What is going to be the future of smart contracts?
ETH benefits:
- Already runs many smart contracts
- Can eventually scale with Raiden and Sharding
- Will eventually be proof of stake
- Decentralized.
EOS benefits:
- Scales very well (much better than ETH) using Delegated Proof of Stake
- Addresses are human readable names
- Zero (or at least very low) fees!
The way I see it...EOS scales better, but in doing so gives up a bit of decentralization since there are only 20 delegated witnesses. I know that the witnesses are continually approved by the network stake, but still...how long do you think it would take for a malicious witness to lose their votes?
I think it'd be cool if someone made a version of ByteBall with turing-complete smart contracts. ByteBall reaches consensus using a directed acyclic graph instead of a blockchain. The technology seems weird to me and I don't fully understand it yet, but as far as I know, it has zero fees (since mining is achieved by transactions), it scales really well and it also doesn't sacrifice any decentralization or security.
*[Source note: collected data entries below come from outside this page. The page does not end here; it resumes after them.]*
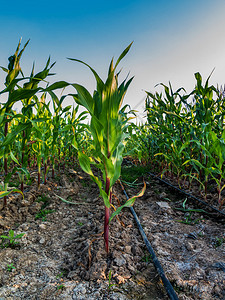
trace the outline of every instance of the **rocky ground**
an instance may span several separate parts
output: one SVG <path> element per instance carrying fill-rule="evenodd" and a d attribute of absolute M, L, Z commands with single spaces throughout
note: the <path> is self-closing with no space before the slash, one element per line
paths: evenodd
<path fill-rule="evenodd" d="M 224 299 L 224 224 L 177 210 L 184 198 L 146 183 L 134 208 L 179 299 Z M 130 196 L 137 191 L 126 188 Z M 124 201 L 119 184 L 113 194 L 114 205 Z M 0 234 L 24 235 L 10 247 L 2 241 L 0 299 L 168 299 L 128 209 L 110 224 L 107 257 L 102 199 L 82 172 L 67 170 L 39 191 L 34 181 L 24 200 L 13 195 L 8 202 Z"/>

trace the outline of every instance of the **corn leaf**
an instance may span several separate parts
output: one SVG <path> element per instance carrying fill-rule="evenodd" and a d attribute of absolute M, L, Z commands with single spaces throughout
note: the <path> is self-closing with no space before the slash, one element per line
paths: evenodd
<path fill-rule="evenodd" d="M 145 190 L 146 190 L 146 183 L 144 182 L 144 186 L 143 186 L 143 188 L 141 189 L 141 191 L 140 191 L 136 196 L 133 196 L 133 197 L 131 197 L 130 199 L 128 199 L 128 200 L 125 202 L 125 204 L 123 204 L 123 205 L 121 205 L 119 208 L 117 208 L 117 210 L 114 211 L 114 212 L 112 213 L 112 215 L 110 216 L 109 222 L 111 222 L 111 220 L 112 220 L 115 216 L 117 216 L 117 215 L 121 212 L 121 210 L 122 210 L 124 207 L 131 207 L 131 206 L 133 206 L 135 200 L 136 200 L 137 198 L 142 197 L 142 196 L 144 195 Z"/>

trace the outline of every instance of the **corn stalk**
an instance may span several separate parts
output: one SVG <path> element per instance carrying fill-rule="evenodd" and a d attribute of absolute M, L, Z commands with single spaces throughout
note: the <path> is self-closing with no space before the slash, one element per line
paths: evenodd
<path fill-rule="evenodd" d="M 74 94 L 73 97 L 77 104 L 85 107 L 91 116 L 89 130 L 93 139 L 93 156 L 89 157 L 78 149 L 78 158 L 82 169 L 97 183 L 100 195 L 104 200 L 104 240 L 107 253 L 109 253 L 112 186 L 120 176 L 121 163 L 123 160 L 122 153 L 124 150 L 126 121 L 121 113 L 121 106 L 125 93 L 133 79 L 131 78 L 128 81 L 125 79 L 119 85 L 116 68 L 130 47 L 131 44 L 120 55 L 115 66 L 113 59 L 111 60 L 105 83 L 88 64 L 77 59 L 71 59 L 88 66 L 97 82 L 97 89 L 94 91 L 93 96 L 91 96 L 85 87 L 79 84 L 73 84 L 73 87 L 77 90 L 77 94 Z M 94 175 L 91 164 L 101 170 L 104 186 L 101 179 Z M 127 206 L 133 205 L 134 200 L 127 202 Z M 117 211 L 117 213 L 118 212 L 119 211 Z"/>

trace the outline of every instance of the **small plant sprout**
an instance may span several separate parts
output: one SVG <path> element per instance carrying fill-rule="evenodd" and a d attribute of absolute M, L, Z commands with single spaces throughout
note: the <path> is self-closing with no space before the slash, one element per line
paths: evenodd
<path fill-rule="evenodd" d="M 35 215 L 35 220 L 38 220 L 38 219 L 42 219 L 43 222 L 46 221 L 46 216 L 48 214 L 51 214 L 53 213 L 54 210 L 52 209 L 41 209 L 36 215 Z"/>
<path fill-rule="evenodd" d="M 14 231 L 12 229 L 9 230 L 9 235 L 1 235 L 0 238 L 2 239 L 2 247 L 8 248 L 8 247 L 14 247 L 19 242 L 17 242 L 18 239 L 21 239 L 24 236 L 25 233 L 20 233 L 15 235 Z"/>
<path fill-rule="evenodd" d="M 216 237 L 215 238 L 215 248 L 221 246 L 224 242 L 225 242 L 225 238 L 223 238 L 223 237 L 221 237 L 221 238 Z"/>
<path fill-rule="evenodd" d="M 77 225 L 78 225 L 78 226 L 83 226 L 84 223 L 82 223 L 82 222 L 79 221 L 79 222 L 77 223 Z"/>
<path fill-rule="evenodd" d="M 109 282 L 108 282 L 108 292 L 110 291 L 110 289 L 115 285 L 114 283 L 111 283 L 112 281 L 112 270 L 109 270 Z"/>
<path fill-rule="evenodd" d="M 16 269 L 16 268 L 14 267 L 13 263 L 7 265 L 7 270 L 8 270 L 9 272 L 12 272 L 12 270 L 15 270 L 15 269 Z"/>
<path fill-rule="evenodd" d="M 57 286 L 57 290 L 63 290 L 65 289 L 65 285 L 64 284 L 60 284 Z"/>
<path fill-rule="evenodd" d="M 152 256 L 150 253 L 145 253 L 145 255 L 141 258 L 141 260 L 145 263 L 149 263 L 152 261 Z"/>

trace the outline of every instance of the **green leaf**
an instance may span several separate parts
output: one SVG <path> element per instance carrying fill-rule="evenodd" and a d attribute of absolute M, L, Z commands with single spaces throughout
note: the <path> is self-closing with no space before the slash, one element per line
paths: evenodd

Byteball has smart contracts, but they're not turing complete...
But the byteball smart contracts are super simple to use -> could be a good thing for mass adoption!
Yeah that's what they say. I think it could mean good things for mass adoption as a currency, but probably not as a full-on platform for smart-contracts. Do you think it could become heavily used for smart contracts without being more flexible? Just a thought.